A warm Saturday six weeks later and Malachi sat in the kitchen with a chair to the open door, Nestor in Sigmund Freud mode, ears cocked, letting out mewls of anticipation, already guessing that Oonagh was coming. In a dark suit with a white collar, he felt like a schoolteacher about to give his estranged wife a geography lesson. The map in its goldish frame was already on the table, to demonstrate to her. It was an old map, buff-coloured and rare, which he had bought years before in a second-hand bookshop. All the towns and townlands and rivers and bridges and churches of Ireland were marked in it, alongside scenes of battle and the places of massacre and the places of pilgrimage, each with its own perfectly executed image.
The crunch of her high heels on the gravel made him jump, even though he was the one who had asked her to come. She had moved further north and the address she gave him, while she sorted things out, was above a paint shop in a small town in Longford. One night, very late, he drove there just to see it, but all was in darkness and he drove home again.
She looked drawn and sat stiffly as a visitor might, Nestor licking her ankles through her stockings and her hands folded sedately.
‘I have decided,’ he began, hoping there was nothing in his voice of the preacher – ‘I want us to tour Ireland with Uncle Vanya . . . I want it done here . . . not there.’
‘You can’t afford it,’ she said.
‘I can. I’ve talked to Brendan . . . he’s going to approach people . . . the local council, the Arts Council . . . he’s certain he can get the funding . . . we’ll bring Chekhov to all the little towns where people are crying out for it.’
‘They’re not crying out for it,’ she said wearily, ‘they play bingo.’
‘I want to give something back,’ he said, then blurted the names of small towns to which they would travel – Ardstraw, Ardbeg, Ballybough, Ballymoney, Ballysadare, Benlettery, Bengowan, Killybegs, Magilacuddy, Sneem, Schull – then suddenly put the map back on the table and also sat.
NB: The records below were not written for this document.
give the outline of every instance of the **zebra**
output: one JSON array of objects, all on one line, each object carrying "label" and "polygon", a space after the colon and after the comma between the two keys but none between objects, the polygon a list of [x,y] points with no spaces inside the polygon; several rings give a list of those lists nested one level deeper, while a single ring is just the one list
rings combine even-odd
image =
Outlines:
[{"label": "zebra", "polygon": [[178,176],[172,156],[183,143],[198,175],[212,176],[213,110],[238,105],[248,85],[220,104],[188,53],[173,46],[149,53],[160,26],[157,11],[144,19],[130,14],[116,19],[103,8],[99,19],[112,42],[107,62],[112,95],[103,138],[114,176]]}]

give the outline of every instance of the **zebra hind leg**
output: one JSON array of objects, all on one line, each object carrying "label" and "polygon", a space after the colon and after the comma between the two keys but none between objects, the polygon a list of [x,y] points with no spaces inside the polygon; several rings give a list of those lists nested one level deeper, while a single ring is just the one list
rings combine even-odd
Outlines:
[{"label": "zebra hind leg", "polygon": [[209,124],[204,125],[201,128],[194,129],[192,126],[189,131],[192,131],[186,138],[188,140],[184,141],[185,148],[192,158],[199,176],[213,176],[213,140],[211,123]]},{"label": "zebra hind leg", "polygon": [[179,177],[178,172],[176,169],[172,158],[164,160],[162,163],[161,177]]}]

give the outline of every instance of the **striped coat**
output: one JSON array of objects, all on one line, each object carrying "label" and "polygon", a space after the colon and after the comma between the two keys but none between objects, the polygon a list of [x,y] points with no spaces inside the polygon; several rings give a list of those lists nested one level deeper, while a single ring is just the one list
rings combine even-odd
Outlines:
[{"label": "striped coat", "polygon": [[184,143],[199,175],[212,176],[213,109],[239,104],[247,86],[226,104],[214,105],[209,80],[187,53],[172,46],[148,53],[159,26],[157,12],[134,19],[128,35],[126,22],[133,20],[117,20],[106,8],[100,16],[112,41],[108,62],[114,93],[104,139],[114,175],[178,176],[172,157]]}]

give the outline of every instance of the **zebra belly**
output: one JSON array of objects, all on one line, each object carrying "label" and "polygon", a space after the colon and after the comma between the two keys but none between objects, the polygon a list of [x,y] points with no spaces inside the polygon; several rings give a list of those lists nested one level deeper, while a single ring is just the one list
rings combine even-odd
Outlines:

‘In Yalta,’ he began, the voice high-pitched and near hysterical, ‘Chekhov wrote to his future wife Olga in Moscow and said, It is nine o’clock of an evening and I am as lonely as a coffin.’
‘And what did she write back?’ she asked wearily.
‘We don’t know,’ he answered, then pleadingly, ‘Will you do it, will you bring Chekhov to those poor wretches who have never heard of him?’
She did not reply.
They sat in silence, the sun coming and going in glancing shafts and not a word was said, and no knowing what was lost or what might yet be salvaged.
‘Oh poor Malachi . . . you’re mad. . . stone mad,’ she said and he saw that her eyes were filling up with tears, but that she could not speak. He knew now that it was a yes, she would come with him and a strange, overwhelming tenderness befell him.
They would cast their bread upon the waters and in one of those sleepy, forgotten towns, someone young or old would be quickened into life at encountering Chekhov for the very first time.